Mr. Trump proposed cutting the corporate tax rate to 15%, and lowering personal rates as well, while also eliminating deductions for state and local taxes. The proposal faces a challenging road through Congress, where the plan likely would require at least some Democrats to back it.
The infrastructure plan faces hurdles, too — how much to increase U.S. deficits to fund the investments. And Mr. Trump’s proposal to ramp up military spending needs a funding mechanism.
“Clearly, President Trump is taking a page right out of President Reagan’s playbook, talking about tax reform, less government regulation, military spending,” said KC Mathews, the chief investment officer of UMB Bank in Kansas City. “But can you use the same policy in a different part of the [economic] cycle and expect the same efficacy?”
When Mr. Reagan took office, taxes were much higher, leaving more room to cut. The national debt was much lower, meaning there was perhaps more willingness from Congress to increase government borrowing. The nation was far less polarized, too, meaning it was easier for representatives and senators of different parties to come together in legislative majorities.
Mr. Reagan would later preside over large declines in inflation, which positioned the Federal Reserve to begin a campaign of highly stimulative interest rate cuts, adding further fuel to growth. This time, inflation and interest rates are low from the get-go, meaning little prospect of added economic juice, and the Fed has embarked on gradually raising rates.
For now, the optimism largely remains.
The Dow Jones Industrial Average sat below 18000 the week before the presidential election. It soared after the election, crossing the 19000 threshold before the end of November, and climbing above 20000 a few days after the inauguration.

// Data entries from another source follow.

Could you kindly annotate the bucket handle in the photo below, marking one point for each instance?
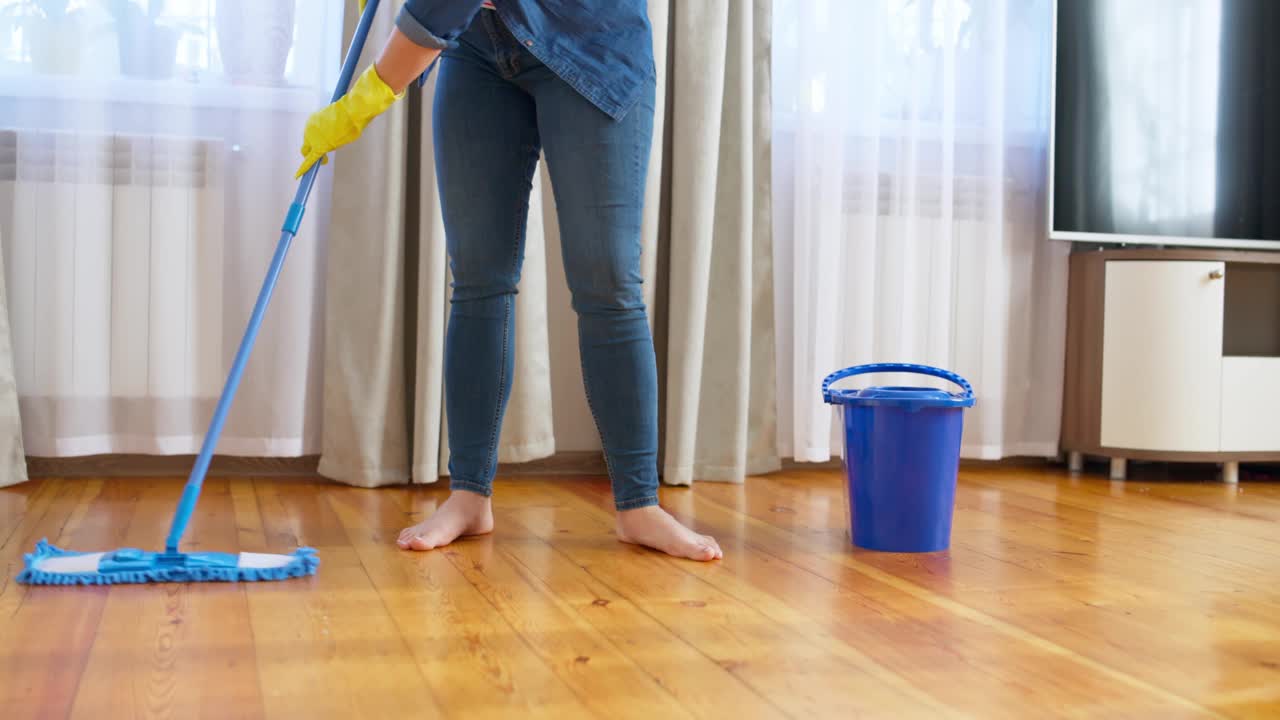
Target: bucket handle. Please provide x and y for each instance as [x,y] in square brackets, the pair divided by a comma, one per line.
[894,368]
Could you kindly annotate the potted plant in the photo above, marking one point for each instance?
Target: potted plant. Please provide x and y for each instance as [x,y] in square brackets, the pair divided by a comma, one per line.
[147,49]
[53,33]
[255,39]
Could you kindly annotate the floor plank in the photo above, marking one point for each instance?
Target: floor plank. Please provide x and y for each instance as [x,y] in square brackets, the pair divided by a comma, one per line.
[1060,596]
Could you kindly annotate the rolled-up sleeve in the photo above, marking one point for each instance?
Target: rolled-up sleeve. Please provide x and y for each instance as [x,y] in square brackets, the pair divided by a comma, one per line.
[435,23]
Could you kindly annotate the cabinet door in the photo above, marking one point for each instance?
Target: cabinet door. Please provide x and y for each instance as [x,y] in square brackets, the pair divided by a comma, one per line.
[1162,355]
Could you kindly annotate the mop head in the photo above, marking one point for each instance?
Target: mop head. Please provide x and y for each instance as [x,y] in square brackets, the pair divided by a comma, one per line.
[50,565]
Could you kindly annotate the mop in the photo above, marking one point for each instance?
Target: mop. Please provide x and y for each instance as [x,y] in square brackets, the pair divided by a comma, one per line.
[51,565]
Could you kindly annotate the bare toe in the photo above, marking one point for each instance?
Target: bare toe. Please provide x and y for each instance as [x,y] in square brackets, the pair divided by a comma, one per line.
[654,527]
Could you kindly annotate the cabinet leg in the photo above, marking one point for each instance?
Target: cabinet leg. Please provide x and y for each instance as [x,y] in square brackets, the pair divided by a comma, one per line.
[1119,468]
[1230,473]
[1075,461]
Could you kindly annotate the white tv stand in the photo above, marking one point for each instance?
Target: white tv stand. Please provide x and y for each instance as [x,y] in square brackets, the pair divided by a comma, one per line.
[1173,355]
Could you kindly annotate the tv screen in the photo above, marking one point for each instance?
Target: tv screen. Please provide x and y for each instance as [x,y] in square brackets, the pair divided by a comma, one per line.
[1166,122]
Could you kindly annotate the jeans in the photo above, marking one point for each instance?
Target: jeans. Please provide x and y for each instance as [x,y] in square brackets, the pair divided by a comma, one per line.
[497,106]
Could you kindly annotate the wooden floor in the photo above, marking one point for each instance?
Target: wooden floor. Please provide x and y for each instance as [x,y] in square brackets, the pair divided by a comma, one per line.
[1060,597]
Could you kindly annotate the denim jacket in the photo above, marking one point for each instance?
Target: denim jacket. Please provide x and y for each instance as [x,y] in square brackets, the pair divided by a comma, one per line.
[602,48]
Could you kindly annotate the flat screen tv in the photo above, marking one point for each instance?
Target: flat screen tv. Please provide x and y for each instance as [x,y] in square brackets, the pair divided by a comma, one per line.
[1166,123]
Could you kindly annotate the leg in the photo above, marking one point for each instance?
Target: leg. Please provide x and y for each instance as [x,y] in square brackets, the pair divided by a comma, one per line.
[598,172]
[1232,473]
[1119,468]
[1074,461]
[485,149]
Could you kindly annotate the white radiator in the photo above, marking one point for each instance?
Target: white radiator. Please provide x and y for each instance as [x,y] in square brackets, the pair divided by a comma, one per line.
[114,263]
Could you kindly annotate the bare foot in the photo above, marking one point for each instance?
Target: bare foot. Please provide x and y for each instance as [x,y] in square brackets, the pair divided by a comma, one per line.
[462,514]
[653,527]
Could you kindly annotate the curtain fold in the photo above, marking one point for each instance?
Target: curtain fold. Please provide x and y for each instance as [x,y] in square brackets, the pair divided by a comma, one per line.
[707,247]
[13,461]
[720,333]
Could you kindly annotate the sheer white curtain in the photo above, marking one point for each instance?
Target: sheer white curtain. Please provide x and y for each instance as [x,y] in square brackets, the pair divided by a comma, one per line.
[910,192]
[146,159]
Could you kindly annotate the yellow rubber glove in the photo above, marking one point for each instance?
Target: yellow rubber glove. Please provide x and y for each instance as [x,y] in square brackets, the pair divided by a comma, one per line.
[342,122]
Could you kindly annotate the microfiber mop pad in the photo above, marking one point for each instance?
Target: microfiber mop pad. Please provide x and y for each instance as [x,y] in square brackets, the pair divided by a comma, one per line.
[51,565]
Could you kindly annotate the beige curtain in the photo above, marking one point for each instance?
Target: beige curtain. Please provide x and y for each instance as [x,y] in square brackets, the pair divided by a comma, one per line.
[707,249]
[13,461]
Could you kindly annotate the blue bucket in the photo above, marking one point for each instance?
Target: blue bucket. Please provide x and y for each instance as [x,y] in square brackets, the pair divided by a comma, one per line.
[901,458]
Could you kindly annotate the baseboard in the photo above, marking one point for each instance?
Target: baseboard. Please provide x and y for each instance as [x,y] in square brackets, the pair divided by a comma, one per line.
[168,465]
[229,466]
[585,463]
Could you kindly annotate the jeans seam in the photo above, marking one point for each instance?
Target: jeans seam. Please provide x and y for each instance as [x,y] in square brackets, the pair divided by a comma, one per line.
[479,488]
[521,227]
[635,504]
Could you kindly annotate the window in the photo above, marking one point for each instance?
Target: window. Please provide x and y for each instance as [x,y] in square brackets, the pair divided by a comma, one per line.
[243,42]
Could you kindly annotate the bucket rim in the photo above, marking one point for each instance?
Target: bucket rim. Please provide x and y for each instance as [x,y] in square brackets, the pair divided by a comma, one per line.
[900,395]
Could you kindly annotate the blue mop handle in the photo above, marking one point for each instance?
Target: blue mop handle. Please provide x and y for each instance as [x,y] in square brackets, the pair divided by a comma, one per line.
[292,222]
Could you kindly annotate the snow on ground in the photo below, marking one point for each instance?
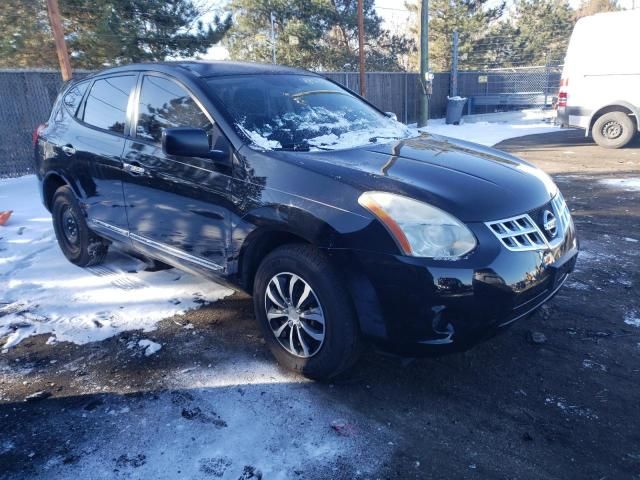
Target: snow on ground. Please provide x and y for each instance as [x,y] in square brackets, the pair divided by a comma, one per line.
[496,127]
[628,184]
[41,292]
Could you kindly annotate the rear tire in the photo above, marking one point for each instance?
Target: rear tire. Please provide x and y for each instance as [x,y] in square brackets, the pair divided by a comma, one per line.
[613,130]
[80,245]
[320,339]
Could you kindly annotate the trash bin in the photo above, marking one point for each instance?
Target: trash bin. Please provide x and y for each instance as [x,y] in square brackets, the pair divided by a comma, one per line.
[455,106]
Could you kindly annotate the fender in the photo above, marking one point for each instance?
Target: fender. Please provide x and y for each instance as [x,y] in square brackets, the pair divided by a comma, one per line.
[622,103]
[271,226]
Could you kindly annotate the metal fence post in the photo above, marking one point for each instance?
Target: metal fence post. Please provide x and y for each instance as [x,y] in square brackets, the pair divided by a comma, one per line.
[546,79]
[406,99]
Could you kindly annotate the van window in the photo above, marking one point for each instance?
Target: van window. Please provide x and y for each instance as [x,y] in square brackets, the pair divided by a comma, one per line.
[74,96]
[106,105]
[164,104]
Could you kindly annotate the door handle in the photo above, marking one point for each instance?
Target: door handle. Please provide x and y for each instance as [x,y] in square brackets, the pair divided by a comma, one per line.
[133,169]
[68,149]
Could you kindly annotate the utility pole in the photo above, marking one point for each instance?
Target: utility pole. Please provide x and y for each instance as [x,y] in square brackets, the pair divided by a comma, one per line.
[58,37]
[425,81]
[273,37]
[454,65]
[363,88]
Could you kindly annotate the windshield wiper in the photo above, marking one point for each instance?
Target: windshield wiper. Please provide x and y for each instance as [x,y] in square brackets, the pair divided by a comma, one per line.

On March 1, the index closed above 21000 for the first time and remains near that level today. U.S. households collectively owned corporate equities valued at around $25 trillion last year, so the 16% increase since the election amounts on paper to between $3 trillion and $4 trillion in new wealth. If it endures, it is a meaningful increase, regardless of what happens legislatively.
But many traditional economic indicators have yet to show much movement. The pace of job growth has been little different than under President Obama. Retail sales dipped in February and March. Economic growth for the first quarter is widely estimated to have been weak.
While the large accomplishments promised on the campaign trail have remained elusive, the president has taken smaller steps to chip away at regulations that many in the business community had found counterproductive.
Mr. Trump and his allies in Congress have used a previously obscure law — the Congressional Review Act — which allows a simple majority in Congress to pass laws overturning recently passed regulations. Mr. Trump signed bills that undid regulations on the coal industry, government contracting and drug testing that were implemented late in Mr. Obama’s tenure.
Mr. Trump also signed orders approving the Keystone XL pipeline and expediting environmental review for energy and infrastructure projects.
“Already, we have seen the new administration make pro-business moves, particularly regarding regulations, that have helped to keep sentiment elevated,” said Chad Moutray, chief economist at the National Association of Manufacturers.
Others say that just because major economic policy changes didn’t arrive as promised, they could still be around the corner.
“The logic would dictate that Republicans want something to take to their voters in 2018,” said Gus Faucher, chief economist of PNC Bank in Pittsburgh. “That argues for tax cuts and infrastructure in 2018.”